Older cement prostheses have a particularly high rate of bone loss and loosening due to cement deterioration. In general, studies report reoperation rates of over 30% after 10 years. Fortunately, advances in cement and prosthetic implants are improving the implant survival rates and reducing the need for revision procedures.

Uncemented arthroplasty using porous material has shown good results for the hip, although it may be less successful for knee replacement. In spite of short-term success, longer experience with this method suggests it may not be superior to cement prostheses. Failure of bone to grow into the porous material is a relatively common event, a problem that does not occur with cement prostheses. Some experts recommend cement implants over cementless ones for total knee arthroplasty.

Revision Arthroplasty

A repair procedure called arthroplasty revision may be used in cases where the original transplant fails. The specific procedure depends on whether the bone defects that occurred are contained or uncontained.

  • Contained defects can be repaired with small bone grafts, the use of cement, or oversized cementless implants as required.
  • Uncontained defects are more severe and may require a large bone graft or specially constructed implants to restore bone.

If a second arthroplasty is required, the potential for complications is magnified: more bone is cut, more blood is lost, and the operation takes longer. Patients are also generally older and more vulnerable to complications.

Other Joint Procedures

Resection Arthroplasty. In resection arthroplasty, a false joint of scar tissue is created. This procedure is used most often in treating arthritis of the foot.

Osteotomy.

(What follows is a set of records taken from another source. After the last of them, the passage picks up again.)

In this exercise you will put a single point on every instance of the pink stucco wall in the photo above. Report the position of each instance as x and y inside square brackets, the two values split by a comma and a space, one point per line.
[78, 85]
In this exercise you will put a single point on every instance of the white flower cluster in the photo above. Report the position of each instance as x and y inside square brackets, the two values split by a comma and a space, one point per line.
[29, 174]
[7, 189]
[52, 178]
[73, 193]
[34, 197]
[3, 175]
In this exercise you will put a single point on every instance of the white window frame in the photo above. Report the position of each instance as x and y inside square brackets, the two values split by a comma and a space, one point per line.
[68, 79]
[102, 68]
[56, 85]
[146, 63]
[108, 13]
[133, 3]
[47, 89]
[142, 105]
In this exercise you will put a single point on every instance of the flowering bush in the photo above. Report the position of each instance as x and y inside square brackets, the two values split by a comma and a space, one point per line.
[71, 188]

If only a certain section (the medial compartment) of the knee is damaged and deformed by osteoarthritis, the surgeon may choose to perform osteotomy:

  • A surgeon opens the knee.
  • The surgeon performs a  debridement (removal of damaged tissue) in the joint to eliminate the loose or torn fragments that are causing pain and inflammation.
  • The bone is then reshaped to remove the deformity.
  • The procedure may ease symptoms and slow disease progression. It is best used in heavier adults who are under 60 years old.

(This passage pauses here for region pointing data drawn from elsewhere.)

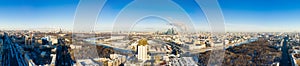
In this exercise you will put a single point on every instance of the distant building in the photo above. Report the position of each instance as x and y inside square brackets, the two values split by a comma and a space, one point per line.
[170, 32]
[142, 49]
[184, 61]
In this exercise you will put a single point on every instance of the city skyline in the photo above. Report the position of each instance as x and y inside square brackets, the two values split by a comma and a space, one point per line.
[240, 16]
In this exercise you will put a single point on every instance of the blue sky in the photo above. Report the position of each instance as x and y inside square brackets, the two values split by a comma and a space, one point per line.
[240, 15]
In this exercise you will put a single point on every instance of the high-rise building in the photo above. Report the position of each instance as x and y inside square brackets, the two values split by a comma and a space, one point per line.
[142, 49]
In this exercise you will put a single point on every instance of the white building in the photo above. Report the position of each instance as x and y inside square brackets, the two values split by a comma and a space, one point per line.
[142, 49]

Hemicallotasis. Hemicallotasis is a procedure for the knee that may be a less invasive alternative to osteotomy. The surgeon attaches the knee with pins to an external frame-like device that lengthens the deformed part of the knee over several weeks. The patient is mobile during this period. Infections at the pin site are the most common complications.

Arthrodesis. If the affected joint cannot be replaced, surgeons can perform a procedure called arthrodesis that eliminates pain by fusing the bones together. The patient must understand, however, that fusing the bones makes movement of the joint impossible. Bone fusion is most often done in the spine and in the small joints of the hands and feet.

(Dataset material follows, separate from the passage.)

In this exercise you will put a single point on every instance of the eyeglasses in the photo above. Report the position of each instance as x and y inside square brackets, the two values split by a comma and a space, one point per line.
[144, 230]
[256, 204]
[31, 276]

Unicompartmental Knee Arthroplasty. Unicompartmental knee arthroplasty (also called unicondylar knee arthroplasty) may be a useful procedure in cases of limited knee damage. It is recommended for relatively sedentary patients who are 60 years or older and not obese. It may relieve pain and delay the need for a total knee replacement. The procedure involves a small incision and insertion of small implants. It retains important knee ligaments, which preserve more movement than a total knee replacement.

Cartilage Transplants. An interesting technique called autologous chondrocyte implantation, also called chondroplasty or the Carticel approach, is used for knees damaged by injuries. In this procedure, arthroscopy is used to first remove cartilage in eroded areas. The results have been good to excellent, although long-term benefits are questionable. Whether it has any benefit for older patients with osteoarthritis is not yet known. Other cartilage transplant procedures are also under study.

Hip Resurfacing. An experimental surgical alternative to total hip replacement involves scraping the surfaces of the hip joint and femur and placing a metal cap over the bone. The procedure preserves much of the bone, so that a standard hip replacement can be done years later if needed. It may provide more stability, a faster recovery, and greater range of motion, making it a potentially good option for young, physically active patients.